Mad Magazine Folded, But Its History Lives on at Columbia

Print of Mad Magazine #1

 

WHAT IS IT?   Print of Mad #1, cover concept by Harvey Kurtzman

WHERE'S IT FROM?   Al Jaffee Papers, 1945–2018

WHERE CAN I FIND IT?   Rare Book and Manuscript Library

 

When news came earlier this year that Mad magazine was folding after 550 issues of clever gags, acerbic spoofs, and gorgeous cartooning, the comic-book cognoscenti emitted a collective GARRARGH!! 

Started by Harvey Kurtzman and William Gaines in 1952, Mad became a humor bible for millions of American adolescents. With its sardonic, Yiddish-flavored New York sensibility, the magazine shot spitballs (and darts) at adult hypocrisy. Lampooning celebrities, politicians, and R-rated movies, it seeded the ground for Saturday Night Live, The Simpsons, The Colbert Report, and everything in between. “Mad never talked down to its audience,” says Karen Green ’97GSAS, curator for comics and cartoons at Columbia’s Rare Book and Manuscript Library. “It never assumed that a ten-year-old was incapable of understanding life’s absurdities.”
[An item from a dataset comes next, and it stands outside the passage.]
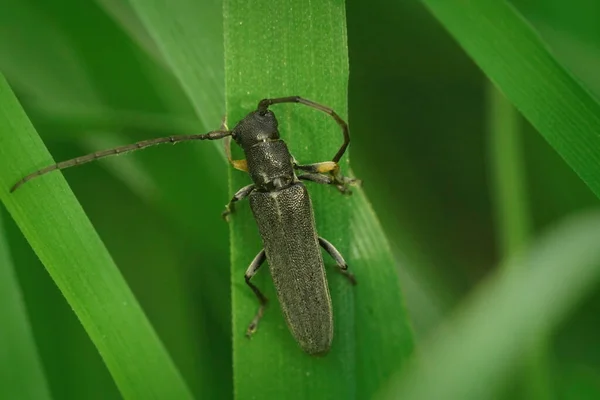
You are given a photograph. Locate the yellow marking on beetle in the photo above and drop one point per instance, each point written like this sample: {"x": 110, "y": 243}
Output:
{"x": 327, "y": 166}
{"x": 242, "y": 165}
This print, a study for the very first cover, is part of a collection donated by cartoonist Al Jaffee, creator of the Mad Fold-In. It shows that Mad was originally a parody of horror comics before it morphed into  the authority-questioning bane of parents and teachers everywhere. Mad would keep its middle finger raised for six decades, skewering the pieties of the establishment. Perhaps, as Green suggests, Mad fell victim to our increasingly cockamamie culture: “When the whole world has crossed over into satire,” she says, “how do you stand out?”

 

This article appears in the Fall 2019 print edition of Columbia Magazine with the title "Gone Mad."